NOS CONFUNDIMOS

Un hotel más y van cuántos, una noche más y son pocas, un cigarrillo nuevo en tu boca y una gota reciente de sudor en mi pecho. El aire que entra, o que sale, por la ventana mueve la cortina, y ésa es toda la paz que hoy hemos tenido, la tranquilidad que no queremos, no queríamos, pero que el cansancio nos hace añorar. Todo lo que no se mueve o lo hace despacio nos recuerda el peligro de la rutina, de la costumbre. No lo hablas y no lo digo, pero ambos lo sabemos.

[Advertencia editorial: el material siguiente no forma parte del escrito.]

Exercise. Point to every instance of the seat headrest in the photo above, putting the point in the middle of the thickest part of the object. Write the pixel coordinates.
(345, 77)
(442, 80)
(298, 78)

Una cama más y son docena, un revuelto de sábanas y son muchos más. Se escapan tus piernas y descubro despacio tu culo mientras simulas dormir vencida por el calor y las muchas horas del día. La obsesión no es más que una curiosidad congelada y podría quedarme a vivir en cada instante de todo ese tiempo o en cada pliegue de la piel que despacio desvelo. Vivir para siempre en los detalles de tu cuerpo aunque tengo la sensación de ocuparlos desde el principio del tiempo.
El frío hace evidente el espacio entre las cosas. El calor confunde las formas y nunca se sabe dónde empiezan y dónde acaban, cuales son sus contornos. Así no sé, mientras baja por tu espalda, dónde acaba mi mano y dónde empieza tu culo. Entremedias una humedad animal que no sé si es tú o soy yo o qué importa. Estamos vencidos por vez primera desde hace mucho tiempo, desde siempre, quizá, y nos confundimos desdibujándonos, a la espera de la mañana que aún no se adivina pese a estar cerca.
Podría quedarme en esa espera para siempre.